Task Lifecycle

The SerpWatch API uses an asynchronous task-based architecture for most operations. Understanding the task lifecycle helps you build robust integrations.

Overview

When you submit a request to an async endpoint (like SERP crawling or keyword research), the API creates a task and returns immediately with a task ID. The task is then processed in the background, and you can retrieve results by polling or receiving a webhook callback.

Sync vs Async

Some endpoints offer both sync (/live) and async versions. Sync endpoints wait for results before responding, while async endpoints return immediately with a task ID. Use async for batch processing or when results aren't needed immediately.

Status Flow

Tasks progress through the following statuses:

Pending

Task has been created and is queued for processing. This is the initial state returned when you submit a request.

Processing

Task is actively being processed. A worker has picked up the task and is executing the crawl or data retrieval.

Completed / Error

Task has finished. If successful, status is completed and results are available. If failed, status is error with an error message.

Status Values

Status Terminal? Description
pending No Task is queued, waiting for a worker
processing No Task is being actively processed
completed Yes Task finished successfully, results available
success Yes Alias for completed (used by some endpoints)
error Yes Task failed, error_message field explains why

Processing Times

Task processing times vary by endpoint type and current system load. Here are typical ranges:

Task Type Typical Time Max Time
SERP Crawl (single) 15-30 seconds 2 minutes
SERP Crawl (depth 100) 30-60 seconds 3 minutes
Keyword Data 10-20 seconds 1 minute
Keyword Ideas 20-40 seconds 2 minutes

Peak Times

During peak usage, tasks may take longer to start processing. If you're building a user-facing application, set appropriate timeout expectations and consider using webhooks rather than polling.

Retrieving Results

There are two ways to get task results: polling and webhooks.

Polling

Call the task status endpoint periodically until the task reaches a terminal state (completed or error).

import time
import requests

def poll_for_result(task_id, endpoint, timeout=120, interval=3):
    """Poll for task completion with exponential backoff."""
    start = time.time()
    attempts = 0

    while time.time() - start < timeout:
        response = requests.get(
            f"{BASE_URL}/{endpoint}/{task_id}",
            headers={"Authorization": f"Bearer {API_KEY}"}
        )
        result = response.json()
        status = result.get("status")

        if status in ["completed", "success"]:
            return result
        elif status == "error":
            raise Exception(f"Task failed: {result.get('error_message')}")

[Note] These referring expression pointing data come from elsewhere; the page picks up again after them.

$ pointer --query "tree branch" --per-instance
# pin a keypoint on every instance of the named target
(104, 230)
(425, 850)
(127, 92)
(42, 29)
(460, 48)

        # Exponential backoff: 3s, 4.5s, 6.75s... capped at 15s
        attempts += 1
        wait_time = min(interval * (1.5 ** attempts), 15)
        time.sleep(wait_time)

    raise TimeoutError(f"Task {task_id} did not complete in {timeout}s")
async function pollForResult(taskId, endpoint, timeout = 120000, interval = 3000) {
  const start = Date.now();
  let attempts = 0;

  while (Date.now() - start < timeout) {
    const response = await fetch(
      `${BASE_URL}/${endpoint}/${taskId}`,
      { headers: { "Authorization": `Bearer ${API_KEY}` } }
    );
    const result = await response.json();
    const status = result.status;

    if (status === "completed" || status === "success") {
      return result;
    } else if (status === "error") {
      throw new Error(`Task failed: ${result.error_message}`);
    }

    // Exponential backoff: 3s, 4.5s, 6.75s... capped at 15s
    attempts++;
    const waitTime = Math.min(interval * Math.pow(1.5, attempts), 15000);
    await new Promise(r => setTimeout(r, waitTime));
  }

  throw new Error(`Task ${taskId} did not complete in ${timeout}ms`);
}

Webhooks (Recommended)

For production systems, use webhooks instead of polling. Provide a postback_url when creating the task, and we'll POST results to your endpoint when the task completes.

# Create task with webhook
curl -X POST "https://engine.v2.serpwatch.io/api/v2/serp/crawl" \
  -H "Authorization: Bearer $SERPWATCH_API_KEY" \
  -H "Content-Type: application/json" \
  -d '{
    "keyword": "project management software",
    "postback_url": "https://yourapp.com/webhook/serp"
  }'

See the Webhooks guide for complete setup instructions.

Task Retention

Completed tasks and their results are retained for a limited time. Plan your integration accordingly.

Item Retention Period
Task metadata (ID, status, parameters) 30 days
Task results (SERP data, keywords) 7 days
Error details 30 days

Store Your Data

Always store important results in your own database. The API is not designed for long-term data storage. Retrieve and persist results as soon as tasks complete.

Error Handling

When a task fails, the status becomes error and an error_message field explains what went wrong.

Common Error Types

Error Cause Resolution
Crawl failed Unable to fetch search results Retry the task after a few minutes
Invalid location Unrecognized location code or name Check location code reference
Rate limited Too many requests in time window Wait and retry with backoff
Timeout Task took too long to process Retry; reduce depth if persistent

Retry Strategy

import time
from functools import wraps

def retry_on_error(max_retries=3, backoff_base=5):
    """Decorator to retry failed tasks with exponential backoff."""
    def decorator(func):
        @wraps(func)
        def wrapper(*args, **kwargs):
            last_error = None
            for attempt in range(max_retries):
                try:
                    return func(*args, **kwargs)
                except Exception as e:
                    last_error = e
                    if attempt < max_retries - 1:
                        wait = backoff_base * (2 ** attempt)
                        print(f"Attempt {attempt + 1} failed, retrying in {wait}s")
                        time.sleep(wait)
            raise last_error
        return wrapper
    return decorator

@retry_on_error(max_retries=3)
def crawl_serp(keyword):
    # Submit task and poll for result
    pass